7.1. Log IPv6 Statistics in Tor's Heartbeat Logs

   We propose this optional change, so relay operators can see their own IPv6
   statistics:

   We propose that tor logs its IPv6 consumed bandwidth and connection
   statistics in its regular "heartbeat" logs.

   These heartbeat statistics should be collected over the lifetime of the tor
   process, rather than using the state file, like the statistics in sections
   4 and 5.

   Tor's existing heartbeat logs already show its consumed bandwidth and
   connections (in the link protocol counts).

   We may also want to show IPv6 consumed bandwidth and connections as a
   propotion of the total consumed bandwidth and connections.

   These statistics only show a relay's local bandwidth usage, so they can't
   be used for reporting.

7.2. Show IPv6 Relay Counts on Consensus Health

   The [Consensus Health] website displays a wide rage of tor statistics,
   based on the most recent consensus.

   We propose this optional change, to:
     * help tor developers improve IPv6 support on the tor network,
     * help diagnose issues with IPv6 on the tor network, and
     * drive IPv6 adoption on tor relays.

   Consensus Health adds an IPv6 section, with relays in the consensus that:
     * have an IPv6 ORPort, and
     * support IPv6 reachability checks.

   The definitions of these statistics are in section 3.

   These changes can be tested using the script proposed in section 3.

7.3. Add an IPv6 Reachability Pseudo-Flag on Relay Search

   The [Relay Search] website displays tor relay information, based on the
   current consensus and relay descriptors.

   We propose this optional change, to:
     * help relay operators diagnose issues with IPv6 on their relays, and
     * drive IPv6 adoption on tor relays.

   Relay Search adds a pseudo-flag for relay IPv6 reachability support.

   This pseudo-flag should be given to relays that have:
     * a reachable IPv6 ORPort (in the consensus), and
     * support tor subprotocol version "Relay=3" (or later).
   See [Proposal 311: Relay IPv6 Reachability] for details.

   TODO: Is this a useful change?
         Are there better ways of driving IPv6 adoption?

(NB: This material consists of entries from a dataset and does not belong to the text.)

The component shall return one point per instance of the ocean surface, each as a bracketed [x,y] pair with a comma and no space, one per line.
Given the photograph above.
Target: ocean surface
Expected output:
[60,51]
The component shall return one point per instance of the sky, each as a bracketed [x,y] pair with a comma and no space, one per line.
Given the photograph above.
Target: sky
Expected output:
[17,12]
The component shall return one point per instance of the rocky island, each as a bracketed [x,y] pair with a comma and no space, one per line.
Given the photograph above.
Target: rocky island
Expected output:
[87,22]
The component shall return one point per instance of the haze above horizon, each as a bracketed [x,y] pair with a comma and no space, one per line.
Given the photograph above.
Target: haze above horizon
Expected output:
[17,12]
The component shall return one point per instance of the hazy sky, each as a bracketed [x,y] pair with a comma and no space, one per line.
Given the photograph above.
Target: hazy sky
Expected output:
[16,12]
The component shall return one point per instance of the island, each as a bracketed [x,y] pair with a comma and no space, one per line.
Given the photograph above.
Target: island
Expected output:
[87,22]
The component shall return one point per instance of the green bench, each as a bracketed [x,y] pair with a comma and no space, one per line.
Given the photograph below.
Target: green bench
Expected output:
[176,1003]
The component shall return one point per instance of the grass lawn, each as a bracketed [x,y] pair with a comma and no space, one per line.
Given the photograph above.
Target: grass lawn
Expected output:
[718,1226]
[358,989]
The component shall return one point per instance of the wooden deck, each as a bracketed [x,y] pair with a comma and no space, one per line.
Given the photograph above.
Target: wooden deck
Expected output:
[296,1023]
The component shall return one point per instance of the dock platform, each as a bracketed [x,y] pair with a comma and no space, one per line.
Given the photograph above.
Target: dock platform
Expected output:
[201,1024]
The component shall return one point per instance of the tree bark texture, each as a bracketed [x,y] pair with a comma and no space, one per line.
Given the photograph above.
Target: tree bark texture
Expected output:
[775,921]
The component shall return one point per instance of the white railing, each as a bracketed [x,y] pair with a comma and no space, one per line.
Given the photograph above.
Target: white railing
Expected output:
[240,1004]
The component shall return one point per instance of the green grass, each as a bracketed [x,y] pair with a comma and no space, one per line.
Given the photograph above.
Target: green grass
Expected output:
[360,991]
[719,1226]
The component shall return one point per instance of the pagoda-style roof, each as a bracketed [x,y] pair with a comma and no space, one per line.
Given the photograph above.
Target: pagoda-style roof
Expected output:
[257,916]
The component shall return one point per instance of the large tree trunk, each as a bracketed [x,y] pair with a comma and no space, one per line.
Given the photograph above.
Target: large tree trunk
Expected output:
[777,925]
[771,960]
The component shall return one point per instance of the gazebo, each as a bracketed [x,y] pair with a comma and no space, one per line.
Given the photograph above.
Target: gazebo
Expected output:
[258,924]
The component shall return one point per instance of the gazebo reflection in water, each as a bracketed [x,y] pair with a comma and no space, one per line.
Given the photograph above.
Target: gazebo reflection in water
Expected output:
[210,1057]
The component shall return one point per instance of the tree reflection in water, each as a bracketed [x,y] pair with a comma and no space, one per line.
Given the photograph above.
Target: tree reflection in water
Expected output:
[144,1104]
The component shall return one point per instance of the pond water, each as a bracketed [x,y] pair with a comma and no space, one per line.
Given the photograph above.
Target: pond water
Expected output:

7.4. Add IPv6 Connections and Consumed Bandwidth Graphs to Tor Metrics

   The [Tor Metrics: Traffic] website displays connection and bandwidth
   information for the tor network, based on relay extra-info descriptors.

   We propose these optional changes, to:
     * help tor developers improve IPv6 support on the tor network,
     * help diagnose issues with IPv6 on the tor network, and
     * drive IPv6 adoption on tor relays.

   Tor Metrics adds the following information to the graphs on the Traffic
   page:

   Consumed Bandwidth by IP version
     * added to the existing [Tor Metrics: Advertised bandwidth by IP version]
       page
     * as a stacked graph, like
       [Tor Metrics: Advertised and consumed bandwidth by relay flags]

   Fraction of connections used uni-/bidirectionally by IP version
     * added to the existing
       [Tor Metrics: Fraction of connections used uni-/bidirectionally] page
     * as a stacked graph, like
       [Tor Metrics: Advertised and consumed bandwidth by relay flags]

7.5. Add a BandwidthStatistics option

   We propose adding a new BandwidthStatistics torrc option and consensus
   parameter, which activates reporting of all these statistics. Currently,
   the existing statistics are controlled by ExtraInfoStatistics, but we
   propose using the new BandwidthStatistics option for them as well.

   The default value of this option should be "auto", which checks the
   consensus parameter. If there is no consensus parameter, the default should
   be 1. (The existing bandwidth statistics are reported by default.)

7.6. Add a ConnDirectionStatistics consensus parameter

   We propose using the existing ConnDirectionStatistics torrc option, and
   adding a consensus parameter with the same name. This option will control
   the new and existing connection statistics.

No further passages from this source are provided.